Iraq was at war with Iran and was using chemical weapons. Human rights abuses were practised on large sectionms of the Iraqi population.
As declassified documents of the US government published by the George Washington University (GWU) in February this year reveal, Saddam Hussein had made known Baghdad’s intentions to possess nuclear weapons.
But the US, which has now invaded Iraq, at that point turned a blind eye and even went a step further: it renewed the hand of friendship through the special envoy Rumsfeld.
The reason was clear. Washington wanted Iraq’s friendship to stymie Iran. The war which was started by Iraq was then going in Iran’s favour.
An embarrassed Rumsfeld tried to salvage some mileage by claiming on 21 September 2002 in a CNN interview that he had during the 1983 meeting warned Saddam Hussein against the use of chemical weapons. Unfortunately for him, a US cable recording of his meeting with Saddam subsequently revealed he had said no such thing.
In a National Security Decision Directive (NSDD) 114 of 26 November 1983, the US made clear its objective. It wanted to project its military force in the Gulf and protect oil supplies.
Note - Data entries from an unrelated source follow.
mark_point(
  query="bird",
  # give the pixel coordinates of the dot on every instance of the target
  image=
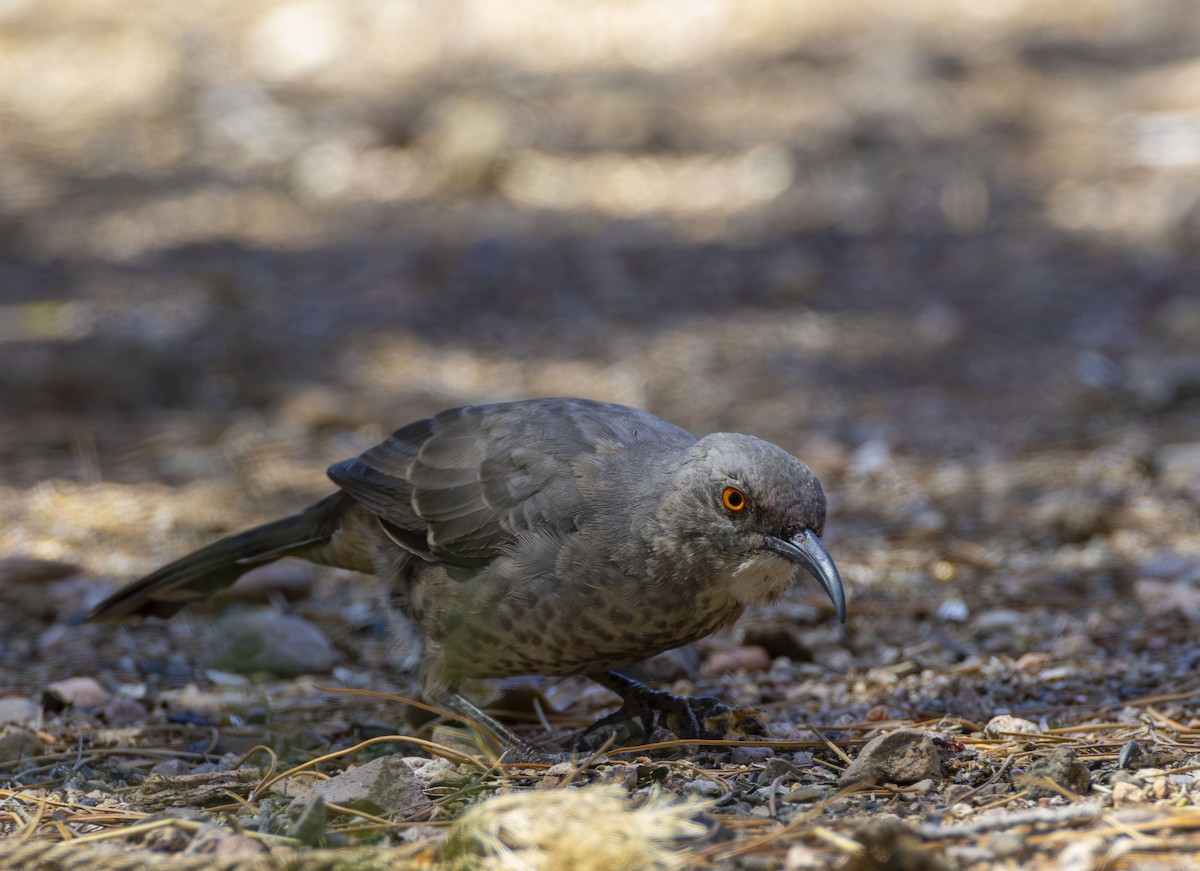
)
(543, 536)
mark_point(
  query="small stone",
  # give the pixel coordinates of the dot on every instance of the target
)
(749, 658)
(877, 713)
(703, 786)
(778, 768)
(803, 796)
(1008, 845)
(310, 824)
(1007, 724)
(18, 709)
(382, 786)
(81, 692)
(18, 745)
(267, 641)
(171, 768)
(1126, 793)
(904, 756)
(1063, 769)
(433, 772)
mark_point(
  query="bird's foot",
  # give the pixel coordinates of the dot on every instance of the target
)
(687, 716)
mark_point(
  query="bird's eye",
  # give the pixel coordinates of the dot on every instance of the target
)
(733, 499)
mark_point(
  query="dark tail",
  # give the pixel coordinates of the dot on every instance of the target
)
(217, 565)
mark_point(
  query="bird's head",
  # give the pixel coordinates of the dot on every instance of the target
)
(757, 510)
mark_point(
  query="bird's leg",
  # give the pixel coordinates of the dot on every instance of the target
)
(688, 714)
(514, 746)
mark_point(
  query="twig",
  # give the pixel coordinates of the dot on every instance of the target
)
(999, 822)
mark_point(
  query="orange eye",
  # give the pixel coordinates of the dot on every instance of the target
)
(733, 499)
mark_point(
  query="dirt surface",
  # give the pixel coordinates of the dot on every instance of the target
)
(946, 252)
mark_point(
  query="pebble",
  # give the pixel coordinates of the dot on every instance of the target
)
(18, 709)
(268, 641)
(1003, 724)
(81, 692)
(171, 768)
(749, 756)
(19, 745)
(387, 785)
(1065, 769)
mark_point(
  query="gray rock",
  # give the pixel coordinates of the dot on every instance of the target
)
(905, 756)
(382, 786)
(267, 641)
(19, 709)
(1065, 769)
(18, 745)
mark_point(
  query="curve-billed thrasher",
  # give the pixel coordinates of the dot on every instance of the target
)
(546, 536)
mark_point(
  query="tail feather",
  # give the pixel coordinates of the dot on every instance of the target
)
(219, 565)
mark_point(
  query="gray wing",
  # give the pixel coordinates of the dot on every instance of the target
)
(461, 486)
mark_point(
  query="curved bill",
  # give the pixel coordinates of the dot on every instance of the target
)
(805, 547)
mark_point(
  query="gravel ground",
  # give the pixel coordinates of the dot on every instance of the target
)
(946, 252)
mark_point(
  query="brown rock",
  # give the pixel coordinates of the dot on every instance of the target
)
(19, 709)
(267, 641)
(81, 692)
(381, 786)
(18, 745)
(905, 756)
(1065, 769)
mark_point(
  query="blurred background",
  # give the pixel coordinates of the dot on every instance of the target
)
(945, 250)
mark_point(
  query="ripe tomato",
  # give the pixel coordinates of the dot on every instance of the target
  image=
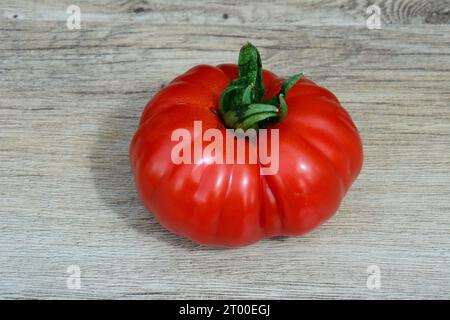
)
(233, 204)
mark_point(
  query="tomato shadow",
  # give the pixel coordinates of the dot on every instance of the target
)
(113, 176)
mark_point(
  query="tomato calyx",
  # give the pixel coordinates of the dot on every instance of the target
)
(242, 104)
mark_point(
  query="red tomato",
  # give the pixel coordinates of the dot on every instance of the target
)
(320, 155)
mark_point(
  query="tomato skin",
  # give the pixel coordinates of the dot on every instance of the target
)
(233, 205)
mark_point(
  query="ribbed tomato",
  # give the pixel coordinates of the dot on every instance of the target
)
(233, 204)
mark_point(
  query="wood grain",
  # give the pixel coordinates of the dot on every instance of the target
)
(70, 101)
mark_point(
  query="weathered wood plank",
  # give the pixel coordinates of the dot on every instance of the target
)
(70, 101)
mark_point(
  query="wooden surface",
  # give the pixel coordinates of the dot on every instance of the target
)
(70, 101)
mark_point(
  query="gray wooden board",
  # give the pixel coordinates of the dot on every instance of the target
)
(70, 101)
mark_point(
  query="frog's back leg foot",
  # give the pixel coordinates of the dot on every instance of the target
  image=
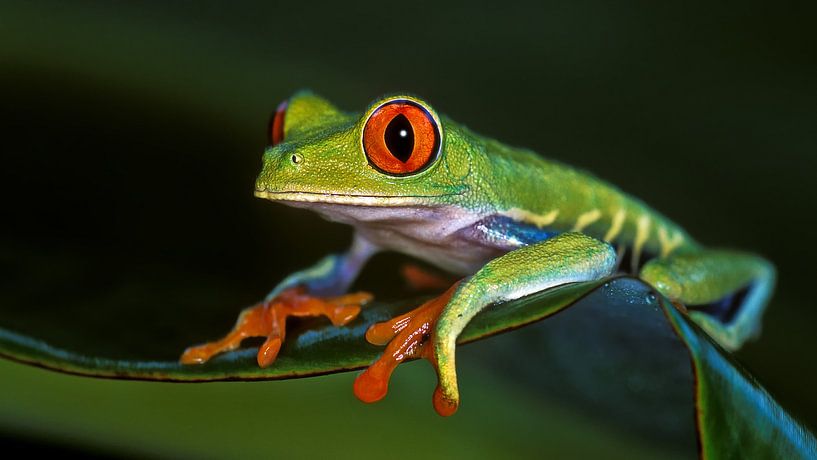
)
(725, 292)
(268, 319)
(431, 330)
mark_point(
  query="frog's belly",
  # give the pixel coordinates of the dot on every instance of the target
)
(445, 236)
(453, 252)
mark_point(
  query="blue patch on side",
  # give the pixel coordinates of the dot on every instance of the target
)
(504, 231)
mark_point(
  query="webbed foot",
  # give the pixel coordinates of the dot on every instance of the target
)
(408, 336)
(268, 319)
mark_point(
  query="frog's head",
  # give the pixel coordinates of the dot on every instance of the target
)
(397, 153)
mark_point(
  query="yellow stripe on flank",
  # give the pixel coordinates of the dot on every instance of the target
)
(668, 245)
(641, 234)
(615, 227)
(586, 219)
(540, 220)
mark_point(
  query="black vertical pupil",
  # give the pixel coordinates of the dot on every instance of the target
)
(399, 137)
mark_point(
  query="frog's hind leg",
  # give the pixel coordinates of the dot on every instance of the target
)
(725, 292)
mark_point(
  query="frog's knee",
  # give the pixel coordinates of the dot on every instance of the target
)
(663, 279)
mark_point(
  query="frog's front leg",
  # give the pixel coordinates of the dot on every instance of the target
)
(315, 291)
(431, 331)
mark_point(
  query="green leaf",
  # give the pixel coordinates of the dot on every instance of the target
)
(620, 348)
(312, 348)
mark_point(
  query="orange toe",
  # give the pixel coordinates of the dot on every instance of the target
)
(408, 336)
(268, 320)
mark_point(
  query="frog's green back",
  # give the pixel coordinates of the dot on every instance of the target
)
(525, 186)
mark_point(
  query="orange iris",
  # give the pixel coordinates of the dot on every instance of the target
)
(401, 138)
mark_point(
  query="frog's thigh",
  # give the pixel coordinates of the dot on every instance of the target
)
(565, 258)
(734, 287)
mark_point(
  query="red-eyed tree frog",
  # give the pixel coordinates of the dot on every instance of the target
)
(505, 220)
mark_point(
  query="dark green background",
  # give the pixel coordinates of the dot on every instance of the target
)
(132, 135)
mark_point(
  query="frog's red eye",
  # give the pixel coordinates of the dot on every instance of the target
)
(401, 137)
(276, 124)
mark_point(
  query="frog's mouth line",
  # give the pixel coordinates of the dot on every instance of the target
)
(338, 198)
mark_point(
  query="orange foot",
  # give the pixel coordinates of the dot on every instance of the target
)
(408, 336)
(268, 319)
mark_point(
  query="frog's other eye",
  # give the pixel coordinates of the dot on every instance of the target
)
(401, 137)
(276, 124)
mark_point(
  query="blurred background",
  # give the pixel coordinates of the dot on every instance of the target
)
(133, 134)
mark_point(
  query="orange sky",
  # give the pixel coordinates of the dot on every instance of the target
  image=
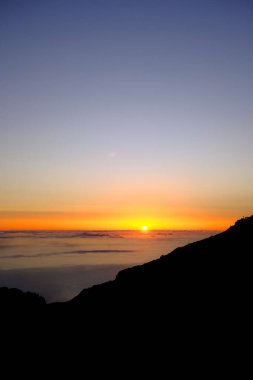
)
(68, 221)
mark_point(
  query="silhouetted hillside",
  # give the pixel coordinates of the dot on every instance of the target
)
(206, 278)
(209, 278)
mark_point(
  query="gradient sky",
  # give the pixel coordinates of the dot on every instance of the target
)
(117, 114)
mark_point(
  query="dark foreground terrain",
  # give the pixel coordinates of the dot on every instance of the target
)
(209, 278)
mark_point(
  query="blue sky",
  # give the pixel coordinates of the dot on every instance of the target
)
(115, 105)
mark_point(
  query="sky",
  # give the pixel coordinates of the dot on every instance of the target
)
(118, 113)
It did not mention either chemical weapons or human rights concerns as it would not suit its friend Saddam Hussein.
Further when international pressure increased on the US to condemn the use of chemical weapons by Iraq it obliged, but without naming its ally. According to the declassified documents, Iraq requested the US to respond in a low-key fashion and not name any specific country in its condemnation. The US readily agreed.
Washington wanted Iraq’s friendship to stymie Iran. The war which was started by Iraq was then going in Iran’s favour.
Washington made a general statement to the effect that the use of chemical weapons should be avoided. Not just that, it stressed the need to protect Iraq from Iran’s “ruthless and inhumane tactics”.
Rumsfeld second visit soon after, in March 1984, cemented US-Iraq relationship. It so happened that during Rumsfeld’s trip to Baghdad the United Nations report was released which stated that chemical weapons had been used against Iran.
Not just that, the US state department informed Rumsfeld that it had specific information Iraq had used chemical weapons. But Reagan’s special envoy had other things on his mind, like steeling US relations with Iraq. Consequently he kept mum.
As independent journalist Jeremy Scahill wrote, almost a decade later, when the scenario had changed and Washington wanted Saddam out, the very same Rumsfeld stated that Iraq posed a threat to peace and urged the Clinton administration to “provide the leadership necessary to save ourselves and the world from the scourge of Saddam and the weapons of mass destruction that he refuses to relinquish.”